It has happened again.  Someone I knew and cared about has died suddenly, and unexpectedly.  She was way too young for any of us to have anticipated losing her.  So many of us are shocked and saddened at the loss.  Her beautiful, loving spirit touched many, many lives, both professionally and personally.

So many of us wish we had one more chance to sit down with her, just to feel her gentle presence near us.  So many things were left unsaid.  So many missed opportunities to know her better.  Everyone thought there would always be tomorrow.  We miss her smile, her lilting laughter, her gentle caring ways, her energetic vitality, but most of all we miss knowing that she was a part of our lives.

I often write about appreciating our blessings, to not take anything — or anyone — for granted.  None of us know when our last day will be.  We also don’t know when those we love will no longer be with us.  Don’t let too much time go by without letting the people you care about know how much you care.  Tell them with your words and your actions that they’re loved.

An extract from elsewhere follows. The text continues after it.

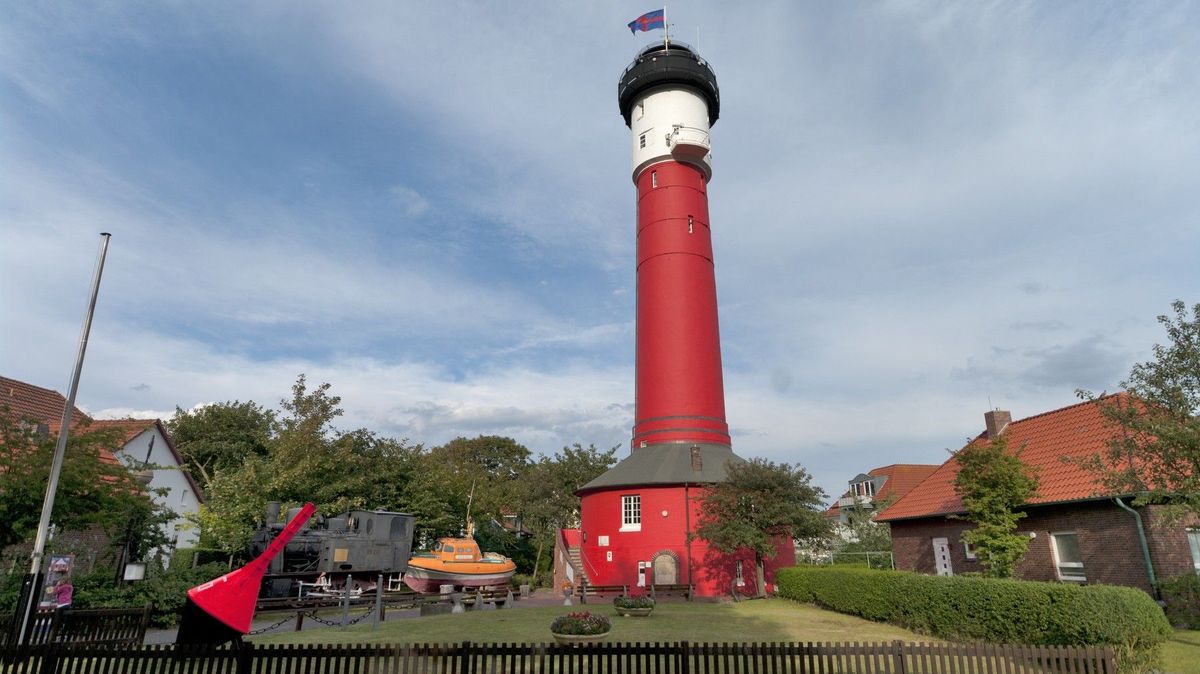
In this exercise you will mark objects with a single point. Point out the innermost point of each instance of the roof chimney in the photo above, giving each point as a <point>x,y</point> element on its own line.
<point>996,420</point>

For the people who you see on a frequent basis, even if they’re on the periphery of your life, take the time to get to know them.  If they are a part of your life, their presence has meaning.  Their absence will also have meaning.  Don’t waste the opportunity you’ve been given to learn from them.  Let them learn from you.  Connect on more than a surface level, so that there’s a mutual sharing and celebrating of all of the life lessons that have been learned.  Become aware of what they care about, what they’re concerned about.  Let them know you.

For the people who are close to your heart, cherish them.  Be sure that your connections are solid and strong.  If there’s something that needs repaired, repair it.  Nurture your relationships on a consistent basis with a meaningful sharing of time, communication, and love.  Don’t put it off until tomorrow.  Tomorrow may not come.  Do it today!

I’m writing this post as a way to honor Jenny.  May her spirit continue to bless all who were a part of her short journey, as we go on without her by our side.

Until next time,



    • It’s so true, Valerie! Every day we’re given, and every person that we care about, is so precious. Once that day is gone, or that person has died, there’s no way to go backwards.


    • Thank you, Linda! I’m so glad that you are able to use this post as a reminder to cherish your loved ones. After several unexpected losses the last few years, that understanding really resonates with me.


  • Beautiful post and reminder for each of us to cherish one another in the present moment and not put off telling someone how much we care about them. Thank you Linda.

    • Thank you, Susan! I’m glad that you appreciated the post, and that it might serve as a reminder for you to let others know that they’re cherished. That is exactly what I hoped my writing it might do.


  • As I read your post Linda, I thought of the most cherished people in my life and determined I would give a tighter “squeeze” to my “peeps.”
    And, I’m going to put my granddaughter’s face in my hands, look her in the eye and tell her how precious and loved she is to me! Thanks for the post.

    • Linda, your comment makes me so happy! That’s exactly what I was hoping to accomplish with my post! Besides wanting an opportunity to honor Jenny, I wanted people to really think about their loved ones, and to make their love crystal clear to them. Thank you!


  • I’m sorry for your loss, Linda. What a great and much needed reminder to let those in our lives know how much we care. It is never easy to say goodbye to someone so young and so unexpectedly.

    • Thank you, Lisa! I’m glad that it felt meaningful to you. I wanted to reach out to as many people as possible to say that you never know when it’s going to be too late to let people know that they matter.


  • Thanks Linda. Your words are a great reminder for me that there is no way to know.  No way to plan for sudden life-haps. I have lost several friends and family suddenly; all under the age of 51. 

    I and other of my family and friends have said …”I could have.. or I wish I’d…” in all cases I did what I could and in hindsight, I am not sure that anything would have changed outcomes. 

    I’ve learned to let go like I would with a helium  balloon and whenever I see a balloon in the sky, like a neumonic device, I recall those things I let go of and let go again and again.  

    • Thank you, Cindy! What a beautiful, heartfelt comment. You do just what we all need to learn to do. We can’t change the past. I wrote this post to hopefully help those who have been meaning to contact someone, but haven’t. None of us want to live with regrets. If we can learn how to take advantage of the moment to let people know we care, it changes this moment, and maybe future moments as well.


  • I know of whom you speak, Linda, and I’m so glad I found your beautiful tribute here. It describes her so well. I knew her for four years, and I’m devastated by her loss. Thank you for writing what you did; it makes me feel just a little less alone.

    • Thank you for your kind comment, Caroline. I’m so glad that this post was comforting to you. If you knew Jenny for four years, then I’m sure that she lives on in your memory of her. I hope, in time, that will ease some of the pain you’re feeling. Jenny lived her life with a passion for each day, and that’s a wonderful example for us to follow. Honor her by remembering her smile, and her strength, and allowing those memories to help strengthen and comfort you.